The Death of Traditional IT Outsourcing

The Death of Traditional IT Outsourcing

This perspective comes from one of our consultancy team with extensive experience as a CIO managing large outsourcing contracts across central government.

The traditional model of outsourcing was typically based on writing long-term contracts for a fully-configured managed service following a competitive bidding process, with the provider’s expectation that they would bid low to occupy the territory and then make real money on variations and locked-in growth.

This approach is gradually breaking down as the commodity IAAS and SAAS markets mature.

The public sector and large corporates are looking to exploit economies of scale across their back-office functions, and then concentrate their internal resources on the value-added systems that either give competitive advantage or deliver genuine changes in working methods.

However there are still significant barriers to overcome in terms of specifying requirements in terms of business outcomes, rather than detailed functionality.

A simple example of this is the State of California’s choice of a Microsoft Cloud solution which created a strong reaction from other suppliers as the specification was written too closely to reflect Microsoft product features, generating a hearty response from Google on the relative merits of their approach to email search.

Once committed to a particular solution set, then the lock-in implications start raising unexpected constraints and commercial challenges.
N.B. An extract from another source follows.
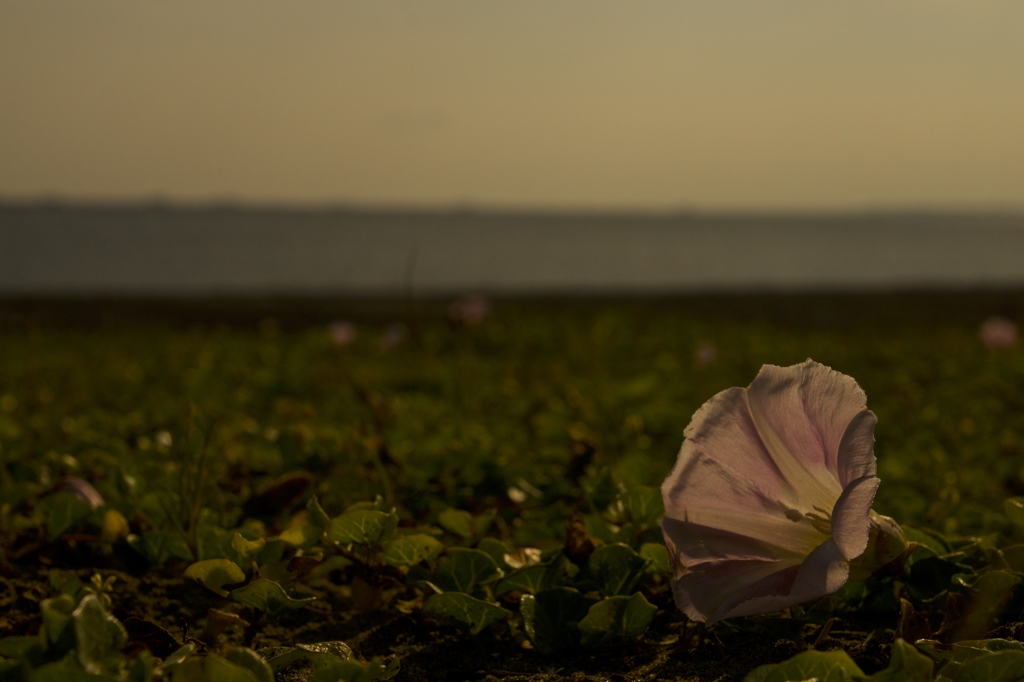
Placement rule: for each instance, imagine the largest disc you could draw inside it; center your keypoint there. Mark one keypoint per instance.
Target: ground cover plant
(357, 491)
Microsoft suits have not really changed their spots!

Acting as commodity service brokers is a growing opportunity for systems integrators and larger IT departments. In this model a range of cloud services are combined into a portfolio that provide some degree of local choice and a bias towards pay-by-use rather than an annual ‘all-inclusive’ fee.

There is still a gap in the provision of automated charging models for SAAS and IAAS, which adds to the overhead of managing the service integration and support; often leading to a much higher overall cost than envisaged.

The traditional large-scale providers of managed services are trying to adapt to these new approaches, but with limited success to date.

The root cause of their malaise is in the predominance of clever technologists that prefer to offer bespoke solutions than live within the limitations of typical cloud platform architectures.

In some instances there may be lucrative proprietary solution sets or partnership agreements that are hard to unwind, especially where margin is threatened. The sales-force may have to be trimmed and retrained to reflect these new competitive realities.

While the industry is grappling with these issues, business users are going on a binge with personal devices and high-speed wireless networks.

There is an increasing mismatch between their experience within the office and outside, with less and less tolerance of the high-cost, locked-down misery of many architectures that are based on traditional Microsoft desktops and wired networks.

A new breed of CIOs just will not accept the prospect of yet another Windows release and server platform upgrade.

Application platforms that are not channel independent out of the box will be rejected.

The requirements for business agility on an international stage combined with a desire to exploit more infrastructure independence and reduce high-cost fixed assets will squeeze old-style corporate IT budgets.

In this sense the debate is no longer about internal or external provision of IT services. CIOs who are not starting to adopt some commodity cloud services, grappling with all the challenges and risks they present, will soon be unemployable.

Suppliers that are already experienced in the management of IAAS and SAAS offerings will have a bright future as they work with the new breed of CIOs to help revolutionise the businesses they serve.

The economics of this new approach will make legacy retention unaffordable, in spite of vested interests and the business costs of change.